Iran is revealed to have been long constructing an undeclared, uninspected nuclear facility that makes a mockery of almost seven years of European Union negotiation efforts. Forced to deal publicly with this deeply worrying threat, Obama proposes the equivalent of money-laundering for nuclear threats: Iranian uranium enriched in open, unambiguous defiance of four Security Council resolutions will be enriched to higher levels in Russia, and then returned to be burned in a Tehran reactor -- ostensibly for peaceful purposes. Sarkozy again captured the growing international incredulity in his noteworthy Security Council speech: "I support America's 'extended hand.' But what have these proposals for dialogue produced for the international community? Nothing but more enriched uranium and more centrifuges."

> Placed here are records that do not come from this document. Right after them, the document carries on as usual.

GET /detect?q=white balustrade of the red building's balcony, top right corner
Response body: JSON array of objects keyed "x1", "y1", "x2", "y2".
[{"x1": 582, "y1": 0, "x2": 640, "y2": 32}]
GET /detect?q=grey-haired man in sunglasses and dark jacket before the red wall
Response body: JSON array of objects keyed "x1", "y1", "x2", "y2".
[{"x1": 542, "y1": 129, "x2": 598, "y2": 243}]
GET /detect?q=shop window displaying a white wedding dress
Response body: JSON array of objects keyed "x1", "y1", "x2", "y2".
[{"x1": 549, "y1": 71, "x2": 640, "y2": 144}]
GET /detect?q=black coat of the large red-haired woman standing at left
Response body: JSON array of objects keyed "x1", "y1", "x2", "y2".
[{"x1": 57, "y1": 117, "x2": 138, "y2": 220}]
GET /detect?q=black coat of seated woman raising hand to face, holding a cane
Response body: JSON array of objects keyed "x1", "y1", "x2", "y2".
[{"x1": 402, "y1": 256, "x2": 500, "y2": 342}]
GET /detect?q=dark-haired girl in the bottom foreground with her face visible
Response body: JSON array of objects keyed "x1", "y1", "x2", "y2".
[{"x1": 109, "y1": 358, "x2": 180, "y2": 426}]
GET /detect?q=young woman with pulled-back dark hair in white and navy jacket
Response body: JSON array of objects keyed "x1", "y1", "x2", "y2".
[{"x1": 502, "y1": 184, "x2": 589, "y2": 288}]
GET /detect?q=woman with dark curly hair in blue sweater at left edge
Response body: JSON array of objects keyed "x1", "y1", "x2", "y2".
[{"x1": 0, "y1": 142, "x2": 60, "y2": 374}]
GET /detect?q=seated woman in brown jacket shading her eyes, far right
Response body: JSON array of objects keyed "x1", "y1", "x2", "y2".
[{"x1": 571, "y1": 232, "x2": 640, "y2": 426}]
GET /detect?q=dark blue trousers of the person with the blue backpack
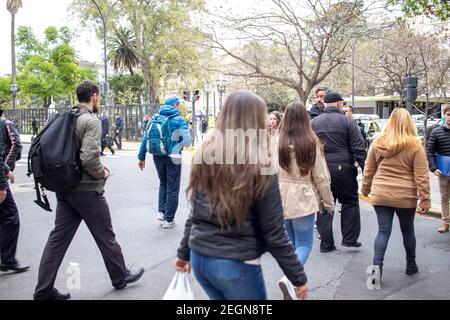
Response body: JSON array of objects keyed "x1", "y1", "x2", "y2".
[{"x1": 153, "y1": 156, "x2": 181, "y2": 222}]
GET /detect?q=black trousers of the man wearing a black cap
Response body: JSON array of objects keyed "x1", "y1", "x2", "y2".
[{"x1": 317, "y1": 163, "x2": 361, "y2": 250}]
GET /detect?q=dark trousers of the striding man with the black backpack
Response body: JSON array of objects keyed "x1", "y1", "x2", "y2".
[{"x1": 36, "y1": 192, "x2": 127, "y2": 295}]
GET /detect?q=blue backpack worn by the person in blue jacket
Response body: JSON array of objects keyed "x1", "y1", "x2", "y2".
[{"x1": 147, "y1": 114, "x2": 177, "y2": 156}]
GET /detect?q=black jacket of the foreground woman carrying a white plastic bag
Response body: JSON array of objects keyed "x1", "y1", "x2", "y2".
[{"x1": 178, "y1": 177, "x2": 307, "y2": 286}]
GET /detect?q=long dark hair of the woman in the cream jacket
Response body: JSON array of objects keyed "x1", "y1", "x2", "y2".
[{"x1": 278, "y1": 102, "x2": 320, "y2": 176}]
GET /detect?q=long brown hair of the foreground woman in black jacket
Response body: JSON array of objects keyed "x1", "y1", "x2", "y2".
[{"x1": 187, "y1": 91, "x2": 273, "y2": 227}]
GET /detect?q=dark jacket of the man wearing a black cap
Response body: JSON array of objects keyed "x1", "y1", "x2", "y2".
[{"x1": 311, "y1": 107, "x2": 367, "y2": 170}]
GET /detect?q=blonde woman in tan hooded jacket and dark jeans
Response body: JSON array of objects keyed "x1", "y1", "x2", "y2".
[{"x1": 361, "y1": 108, "x2": 431, "y2": 284}]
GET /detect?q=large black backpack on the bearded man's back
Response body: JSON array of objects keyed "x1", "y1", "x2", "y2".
[{"x1": 28, "y1": 108, "x2": 83, "y2": 211}]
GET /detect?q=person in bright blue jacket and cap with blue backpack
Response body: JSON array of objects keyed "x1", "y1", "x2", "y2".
[{"x1": 138, "y1": 96, "x2": 192, "y2": 229}]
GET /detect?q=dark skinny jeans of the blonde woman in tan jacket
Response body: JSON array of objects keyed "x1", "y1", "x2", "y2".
[{"x1": 373, "y1": 206, "x2": 416, "y2": 266}]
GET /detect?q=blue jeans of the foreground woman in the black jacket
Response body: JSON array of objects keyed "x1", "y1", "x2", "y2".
[{"x1": 191, "y1": 250, "x2": 267, "y2": 300}]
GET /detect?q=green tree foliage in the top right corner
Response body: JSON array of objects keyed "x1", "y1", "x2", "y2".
[{"x1": 387, "y1": 0, "x2": 450, "y2": 21}]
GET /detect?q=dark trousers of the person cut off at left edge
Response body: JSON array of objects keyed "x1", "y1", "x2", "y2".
[{"x1": 0, "y1": 188, "x2": 20, "y2": 264}]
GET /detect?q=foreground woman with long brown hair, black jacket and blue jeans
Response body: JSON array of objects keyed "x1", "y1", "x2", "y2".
[{"x1": 175, "y1": 91, "x2": 308, "y2": 300}]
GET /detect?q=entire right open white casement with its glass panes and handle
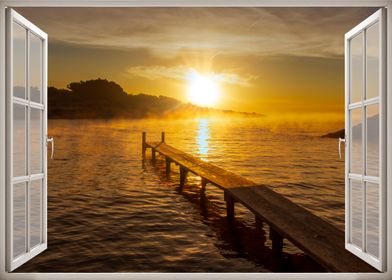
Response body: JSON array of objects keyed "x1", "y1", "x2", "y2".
[{"x1": 339, "y1": 9, "x2": 387, "y2": 271}]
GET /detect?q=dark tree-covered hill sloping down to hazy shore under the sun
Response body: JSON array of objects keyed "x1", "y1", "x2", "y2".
[{"x1": 48, "y1": 79, "x2": 263, "y2": 119}]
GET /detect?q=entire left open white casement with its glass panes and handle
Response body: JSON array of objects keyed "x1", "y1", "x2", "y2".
[{"x1": 6, "y1": 9, "x2": 49, "y2": 271}]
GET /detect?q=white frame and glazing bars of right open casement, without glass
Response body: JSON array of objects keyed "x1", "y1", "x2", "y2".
[{"x1": 344, "y1": 9, "x2": 387, "y2": 271}]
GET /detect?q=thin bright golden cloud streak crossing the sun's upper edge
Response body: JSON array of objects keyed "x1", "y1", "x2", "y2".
[{"x1": 127, "y1": 65, "x2": 258, "y2": 87}]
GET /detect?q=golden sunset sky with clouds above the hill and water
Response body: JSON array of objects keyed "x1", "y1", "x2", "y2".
[{"x1": 17, "y1": 8, "x2": 376, "y2": 120}]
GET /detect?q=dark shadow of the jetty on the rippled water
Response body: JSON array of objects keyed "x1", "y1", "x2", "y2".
[{"x1": 142, "y1": 156, "x2": 325, "y2": 272}]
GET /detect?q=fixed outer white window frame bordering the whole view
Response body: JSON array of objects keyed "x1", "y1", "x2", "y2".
[{"x1": 0, "y1": 0, "x2": 392, "y2": 280}]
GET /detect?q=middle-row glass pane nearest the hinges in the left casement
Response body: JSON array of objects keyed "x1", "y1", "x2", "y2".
[{"x1": 12, "y1": 104, "x2": 27, "y2": 177}]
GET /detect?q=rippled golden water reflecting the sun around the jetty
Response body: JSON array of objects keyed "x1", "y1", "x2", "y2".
[{"x1": 18, "y1": 118, "x2": 344, "y2": 272}]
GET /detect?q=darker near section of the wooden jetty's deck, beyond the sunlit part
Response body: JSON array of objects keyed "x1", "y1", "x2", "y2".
[{"x1": 228, "y1": 185, "x2": 376, "y2": 272}]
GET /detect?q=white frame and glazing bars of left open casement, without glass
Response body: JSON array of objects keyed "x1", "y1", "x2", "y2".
[{"x1": 6, "y1": 9, "x2": 48, "y2": 271}]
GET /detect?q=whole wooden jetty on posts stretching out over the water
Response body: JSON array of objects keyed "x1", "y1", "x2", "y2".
[{"x1": 142, "y1": 132, "x2": 377, "y2": 272}]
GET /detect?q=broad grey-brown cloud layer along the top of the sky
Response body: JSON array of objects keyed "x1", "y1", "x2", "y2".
[{"x1": 17, "y1": 8, "x2": 374, "y2": 57}]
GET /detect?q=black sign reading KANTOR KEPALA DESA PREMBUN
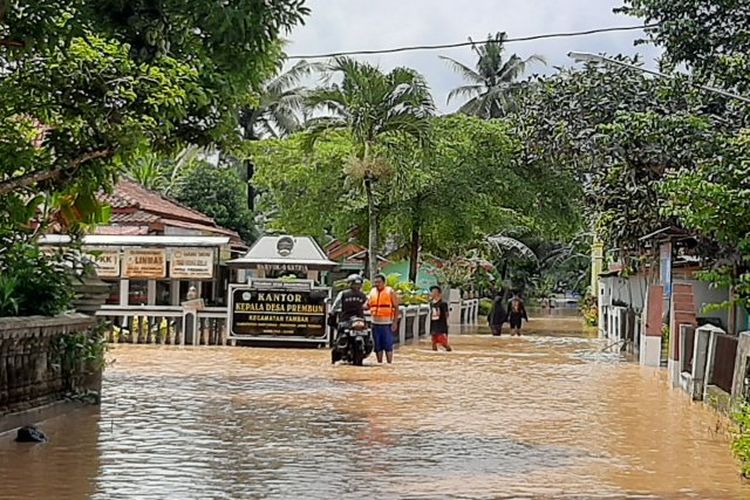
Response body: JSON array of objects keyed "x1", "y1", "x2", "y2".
[{"x1": 230, "y1": 287, "x2": 326, "y2": 338}]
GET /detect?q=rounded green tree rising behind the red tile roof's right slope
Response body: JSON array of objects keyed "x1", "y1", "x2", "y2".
[{"x1": 176, "y1": 162, "x2": 257, "y2": 242}]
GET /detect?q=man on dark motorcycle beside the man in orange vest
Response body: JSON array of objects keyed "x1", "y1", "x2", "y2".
[{"x1": 331, "y1": 274, "x2": 372, "y2": 364}]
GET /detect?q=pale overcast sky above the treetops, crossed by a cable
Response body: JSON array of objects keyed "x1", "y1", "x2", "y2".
[{"x1": 287, "y1": 0, "x2": 658, "y2": 111}]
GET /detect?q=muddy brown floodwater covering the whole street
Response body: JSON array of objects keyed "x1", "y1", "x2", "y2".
[{"x1": 0, "y1": 319, "x2": 750, "y2": 499}]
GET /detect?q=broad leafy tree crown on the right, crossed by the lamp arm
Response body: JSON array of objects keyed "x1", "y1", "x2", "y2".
[{"x1": 509, "y1": 56, "x2": 737, "y2": 253}]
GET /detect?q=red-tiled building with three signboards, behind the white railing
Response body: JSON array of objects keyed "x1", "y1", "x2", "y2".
[{"x1": 41, "y1": 178, "x2": 247, "y2": 306}]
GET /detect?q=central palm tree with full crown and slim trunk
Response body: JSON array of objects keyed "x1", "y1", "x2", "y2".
[{"x1": 307, "y1": 57, "x2": 435, "y2": 277}]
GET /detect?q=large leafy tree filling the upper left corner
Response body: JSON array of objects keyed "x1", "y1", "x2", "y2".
[{"x1": 0, "y1": 0, "x2": 307, "y2": 232}]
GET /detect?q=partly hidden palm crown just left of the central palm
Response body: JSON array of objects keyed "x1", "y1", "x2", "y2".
[{"x1": 240, "y1": 61, "x2": 321, "y2": 141}]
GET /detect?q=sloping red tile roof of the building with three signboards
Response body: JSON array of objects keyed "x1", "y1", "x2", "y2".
[{"x1": 96, "y1": 178, "x2": 245, "y2": 246}]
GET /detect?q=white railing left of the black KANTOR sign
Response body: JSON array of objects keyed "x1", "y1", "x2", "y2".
[{"x1": 96, "y1": 306, "x2": 227, "y2": 346}]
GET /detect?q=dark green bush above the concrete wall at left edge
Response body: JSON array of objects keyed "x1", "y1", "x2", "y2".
[{"x1": 0, "y1": 241, "x2": 74, "y2": 316}]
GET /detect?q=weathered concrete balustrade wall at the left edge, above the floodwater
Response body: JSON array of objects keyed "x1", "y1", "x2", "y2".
[{"x1": 0, "y1": 314, "x2": 101, "y2": 432}]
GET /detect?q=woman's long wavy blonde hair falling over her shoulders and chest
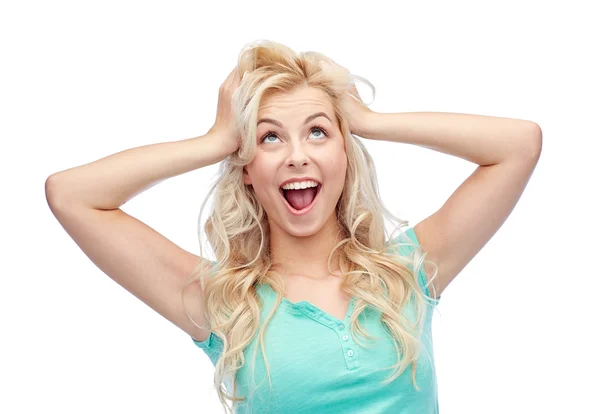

Finally, Obama's agonizing, very public reappraisal of his own 7-month-old Afghanistan policy epitomizes indecisiveness. While there is no virtue in sustaining policy merely for continuity's sake, neither is credit due for too-quickly adopting policies without appreciating the risks entailed and then fleeing precipitously when the risks become manifest. The administration's stated reason for its policy re-evaluation was widespread fraud in Afghanistan's Aug. 20 presidential election. But this explanation is simply not credible. Did not the administration's generals and diplomats on the ground, not to mention United Nations observers, see the election mess coming? Was the Hamid Karzai administration's cupidity and corruption overlooked or ignored during Obama's original review and revision of his predecessor's policy?

The unmistakable inference is that Obama did not carefully think through his March Afghan policy, or did not have full confidence then or now in Army Gen. Stanley A. McChrystal or Ambassador Richard C. Holbrooke, or that it is now politically inconvenient among increasingly antiwar Democrats to follow through on that policy.

None of these explanations reflect credit on the president. He is dithering. Whatever decision Obama reaches on Afghanistan, his credibility and leadership have been badly wounded by his continuing public display of indecisiveness.

Our international adversaries undoubtedly welcome all of these "resets" in U.S. foreign policy, but Americans should be appalled at how much of our posture in the world has already been given away. If Obama's first nine months indicate the direction of the next 39, we still have a long way to fall.

John R. Bolton, former U.S. ambassador to the United Nations, is a senior fellow at the American Enterprise Institute and the author of "Surrender Is Not an Option."